Он перекрестился, довольно сухо поклонился и ушёл к воротам, оставив девушку одну. Кейли недолго обдумывала его слова. Она опустилась на колени возле пустой каменной вазочки перед ангелом и с улыбкой произнесла, глядя вверх, на склонённое мраморное лицо с мёртвыми глазами:
— За все эти дни я о стольком успела вам рассказать, мама… О стольком, но не о самом главном. И мне грустно, что я обманывала вас. Мне грустно, что отец так печален, и ничто не может его подбодрить. Кроме вас это никому не удавалось…
Она поправила капюшон, затем воткнула в щель между камнями у подножья статуи небольшой конвертик, который всё это время держала в руках.
— Это от отца. Он просил не читать письмо, поэтому я просто оставлю его здесь… Ох, мама, он так сильно скучает! — Кейли прижала к губам кулак и вдохнула резкий запах кожаных перчаток. — Мистер Эшбёрн позвал нас в Лондон, и отец согласился. Он правильно поступает, потому что в поместье всё напоминает о вас. Ещё немного, и мы сойдём с ума… Сегодня я хотела всё рассказать, но решила вдруг, что не стану. Достаточно того, что я сама выдержу все тяготы и тайны… Вы только помогите мне немного.
Она поднялась, ощущая слабость в коленях. На мгновение Кейли подумала, каково было бы остаться здесь, возле холодного камня и иссохших цветов, чтобы туман окутал их обоих… и больше никого вокруг…
И всё-таки она выпрямилась, гордо глядя перед собой.
— Прошу, скажите моей матушке… что вы прекрасно справились, — произнесла она, в последний раз окинув ангела тёплым взглядом.
Кладбищенские ворота закрывались через десять минут…
На следующий день Джордж Эшбёрн был готов к поездке. Ему так не терпелось представить отца и дочь Её Высочеству принцессе Софии, что это было даже забавно — видеть, как он торопит прислугу с багажом, попутно развлекая виконта своими рассказами.
— Алекс просто негодяй, раз бросил нас в такую ответственную минуту! — сетовал он перед отъездом с напускным гневом. — Неужели солдаты не справились бы без него? У него есть подчинённые в Рипоне и этом ужасном училище, откуда он прежде и выбраться не желал, вы знаете об этом? Не говоря уже о Стокере!

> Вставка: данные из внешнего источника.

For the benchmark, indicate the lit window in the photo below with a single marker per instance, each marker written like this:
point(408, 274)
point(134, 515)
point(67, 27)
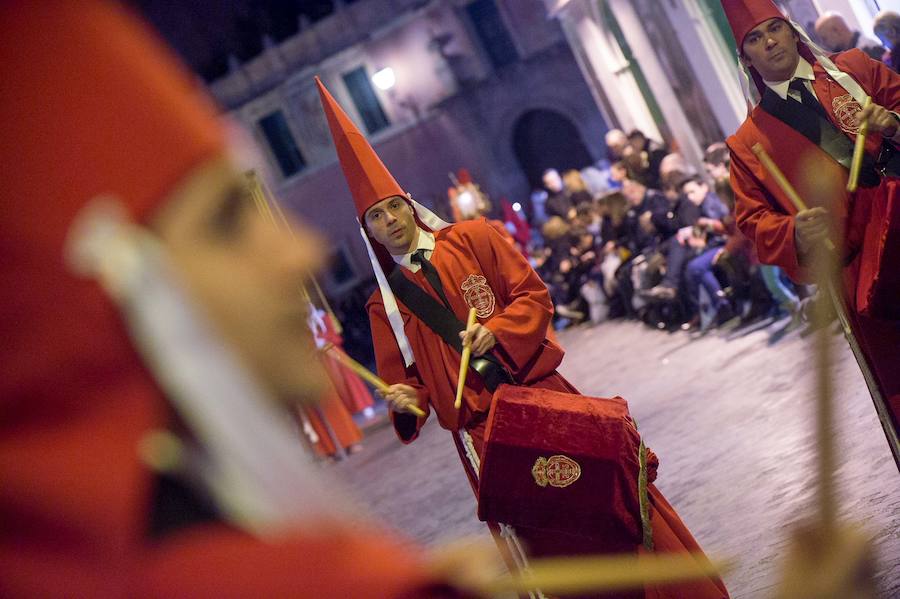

Кейли лишь мило улыбалась и молчала. Александр и правда уехал, едва графиня Бриджертон подняла её с постели. Они даже толком не увиделись, тем более не поговорили. Виконт Саутфолк всё твердил, что капитан очень занят, а из-за болезни в штабе столько дел накопилось, что одному мистеру Стокеру точно это не разгрести.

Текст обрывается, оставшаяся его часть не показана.